The Kofi Annan International Peacekeeping Training Centre was opened in 2004 in Accra, Ghana, as a military training centre for forces for international peace missions. Because of Germany’s substantial support, the Centre’s auditorium was named the “Gerhard Schröder Hall” after the former German Federal Chancellor.
Nigeria: intensifying the good cooperation
Federal Chancellor Scholz began his visit in Abuja, the capital of Nigeria, where he met President Bola Ahmed Tinubu. After their discussion, Scholz emphasised his desire to intensify the already good cooperation in several areas.
There was already a lot of potential for economic cooperation, “but there could be much more,” said Scholz. Last year, the trading volume between Germany and Nigeria increased by 50 percent, from two to three billion euros. Scholz said that the economic delegation travelling with him was interested in concluding new agreements and also in preparing them.
But Germany and Nigeria also want to cooperate more closely in the area of regional security, with the aim of strengthening democracy and the resilience of states in the region. This was increasingly important in the face of the growing threat by terrorist groups, Scholz said.
He added that there was also room for more cooperation in the areas of renewable energy and migration. On this topic, Scholz and Tinubu discussed possibilities for immigration of specialist workers, but also readmission agreements.
ECOWAS: a powerful and well-functioning organisation
After participating in a round table with economic representatives, the Federal Chancellor also met the President of the Economic Community of West African States (ECOWAS), Omar Alieu Touray.
After the meeting, Scholz described ECOWAS as a driving force behind the integration of West Africa and “a powerful and well-functioning organisation”. Accordingly, this was also an area for further cooperation with Germany.
He acknowledged the role of ECOWAS in developing the electricity supply in the region, adding that Germany wanted to support this in order to “improve the development prospects of more remote regions”.
The economic potential of the region was also important. To date, only one seventh of exports from African countries go to other African countries. The development of infrastructures and domestic market structures could support the exchange of goods within ECOWAS. Ultimately, the creation of an African free trade zone had enormous potential, too, said the Federal Chancellor.

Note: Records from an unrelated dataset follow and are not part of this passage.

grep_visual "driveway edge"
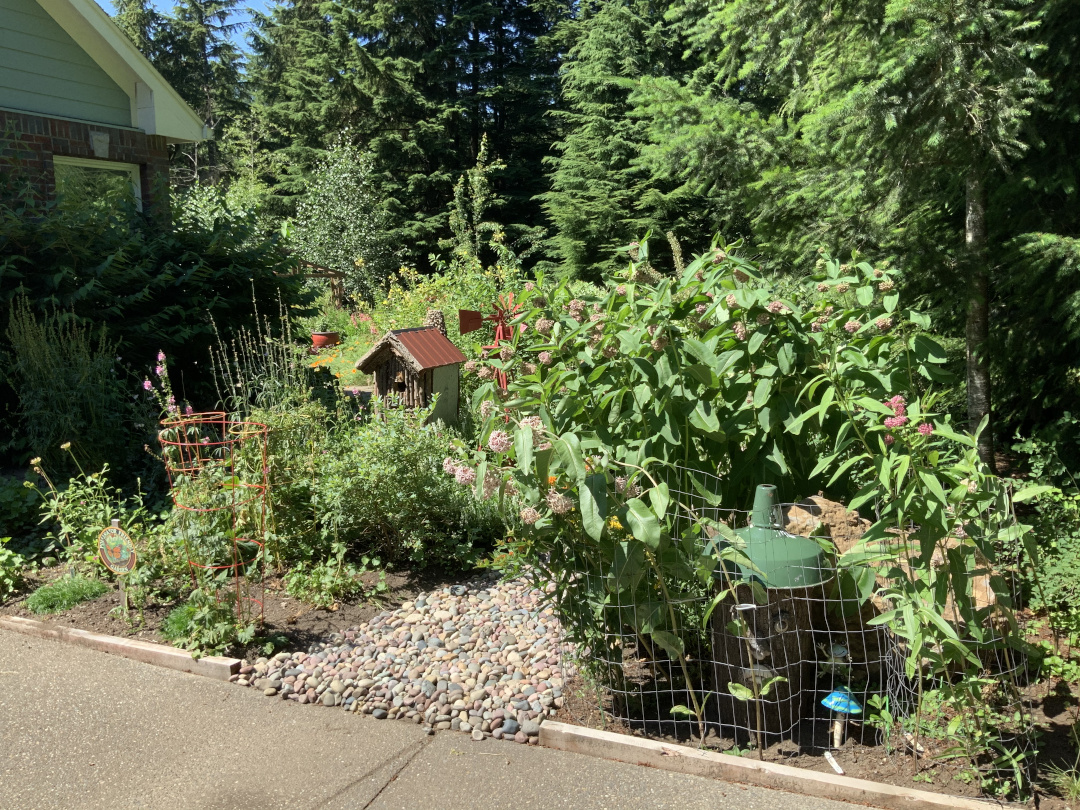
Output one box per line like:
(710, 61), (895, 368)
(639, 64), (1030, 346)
(0, 615), (241, 680)
(539, 720), (1013, 810)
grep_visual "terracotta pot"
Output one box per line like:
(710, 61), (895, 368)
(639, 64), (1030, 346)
(311, 331), (341, 348)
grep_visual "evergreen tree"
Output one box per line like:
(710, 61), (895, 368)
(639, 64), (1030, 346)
(155, 0), (248, 183)
(249, 0), (567, 267)
(540, 1), (674, 282)
(632, 0), (1048, 464)
(112, 0), (162, 55)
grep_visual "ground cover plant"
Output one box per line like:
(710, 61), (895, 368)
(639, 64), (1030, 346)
(24, 575), (108, 614)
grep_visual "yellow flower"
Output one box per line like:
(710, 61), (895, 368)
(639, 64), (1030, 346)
(608, 517), (623, 531)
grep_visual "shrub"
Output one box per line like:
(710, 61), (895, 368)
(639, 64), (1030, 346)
(26, 449), (164, 570)
(4, 299), (149, 474)
(25, 574), (107, 614)
(0, 173), (306, 455)
(449, 234), (1041, 792)
(314, 405), (501, 567)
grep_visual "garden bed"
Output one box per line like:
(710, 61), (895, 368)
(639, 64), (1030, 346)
(555, 661), (1080, 809)
(0, 564), (461, 661)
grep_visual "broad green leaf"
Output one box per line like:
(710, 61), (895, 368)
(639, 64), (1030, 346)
(649, 482), (670, 521)
(1013, 484), (1057, 503)
(651, 630), (684, 659)
(777, 343), (794, 374)
(727, 682), (754, 701)
(626, 497), (662, 550)
(856, 285), (874, 306)
(579, 473), (607, 540)
(555, 433), (586, 481)
(748, 329), (766, 355)
(753, 377), (772, 408)
(514, 425), (534, 473)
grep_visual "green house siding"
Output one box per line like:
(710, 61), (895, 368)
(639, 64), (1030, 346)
(0, 0), (131, 126)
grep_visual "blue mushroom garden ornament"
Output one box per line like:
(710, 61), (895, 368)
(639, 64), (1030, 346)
(822, 686), (862, 749)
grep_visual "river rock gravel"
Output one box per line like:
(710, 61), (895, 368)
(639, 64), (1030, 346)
(233, 575), (574, 743)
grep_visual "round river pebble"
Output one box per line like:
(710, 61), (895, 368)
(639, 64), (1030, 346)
(235, 575), (573, 744)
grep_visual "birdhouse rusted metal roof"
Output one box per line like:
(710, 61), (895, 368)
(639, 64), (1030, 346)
(356, 327), (467, 374)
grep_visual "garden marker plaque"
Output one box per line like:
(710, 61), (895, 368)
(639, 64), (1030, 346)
(98, 520), (136, 575)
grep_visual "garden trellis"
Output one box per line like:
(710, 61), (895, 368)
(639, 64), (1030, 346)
(159, 411), (269, 623)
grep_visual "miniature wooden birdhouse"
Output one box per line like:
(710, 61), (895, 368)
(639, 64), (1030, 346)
(355, 325), (467, 423)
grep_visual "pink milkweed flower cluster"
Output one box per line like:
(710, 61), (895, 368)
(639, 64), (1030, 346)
(884, 415), (908, 428)
(726, 293), (737, 309)
(885, 395), (906, 416)
(733, 321), (748, 341)
(567, 299), (587, 321)
(155, 364), (165, 377)
(535, 318), (554, 335)
(520, 506), (540, 525)
(499, 346), (515, 361)
(142, 379), (153, 391)
(766, 300), (787, 314)
(482, 469), (501, 499)
(546, 488), (573, 515)
(917, 423), (933, 436)
(696, 303), (708, 316)
(843, 320), (860, 334)
(488, 430), (512, 454)
(884, 434), (895, 445)
(455, 465), (477, 486)
(616, 285), (627, 296)
(521, 415), (544, 443)
(538, 351), (553, 366)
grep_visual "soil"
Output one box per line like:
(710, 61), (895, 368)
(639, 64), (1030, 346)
(559, 670), (1080, 808)
(0, 564), (464, 662)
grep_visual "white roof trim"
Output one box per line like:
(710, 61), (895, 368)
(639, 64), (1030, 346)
(34, 0), (206, 143)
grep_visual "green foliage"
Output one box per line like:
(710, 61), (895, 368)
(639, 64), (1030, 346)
(0, 175), (305, 433)
(0, 473), (42, 544)
(283, 549), (385, 608)
(0, 536), (25, 601)
(314, 405), (501, 567)
(26, 449), (163, 571)
(24, 575), (108, 614)
(1011, 415), (1080, 625)
(289, 138), (397, 302)
(4, 299), (147, 474)
(451, 233), (1036, 788)
(160, 585), (255, 656)
(541, 1), (686, 281)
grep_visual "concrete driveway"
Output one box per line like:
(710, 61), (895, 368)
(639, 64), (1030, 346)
(0, 630), (856, 810)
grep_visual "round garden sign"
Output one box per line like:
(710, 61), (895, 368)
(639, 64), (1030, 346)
(98, 522), (136, 575)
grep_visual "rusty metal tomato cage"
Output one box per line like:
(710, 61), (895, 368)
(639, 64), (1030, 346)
(159, 411), (269, 623)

The Federal Chancellor also acknowledged the leading role of ECOWAS in promoting peace and security in the region. Close cooperation was important in order to ensure that the recent coups in the region did not become a trend, said Scholz.
In the evening, he attended a dinner organised by President Tinubu. In the presence of representatives of the German economy, they discussed the opportunities and challenges Nigeria faces as a business location.
Economic cooperation and meeting with civil society
Before travelling on to Ghana, the Federal Chancellor also visited the Nigerian city of Lagos, where he attended the opening of the German-Nigerian economic forum on Monday and visited the Nigerian-German Centre for Jobs, Migration and Reintegration.
The Federal Chancellor also met with representatives of civil society in the newly opened Centre for Yoruba Culture and History, Yoruba being a West African ethnic group. After a boat trip through Lagos, he met with representatives of new companies at the University of Lagos.
Nigeria is the continent’s most populous country and, as such, an important partner to Germany and a stabilising force in the region. Nigeria is also the host state of the Economic Community of West African States (ECOWAS), of which President Tinubu currently holds the rotating presidency.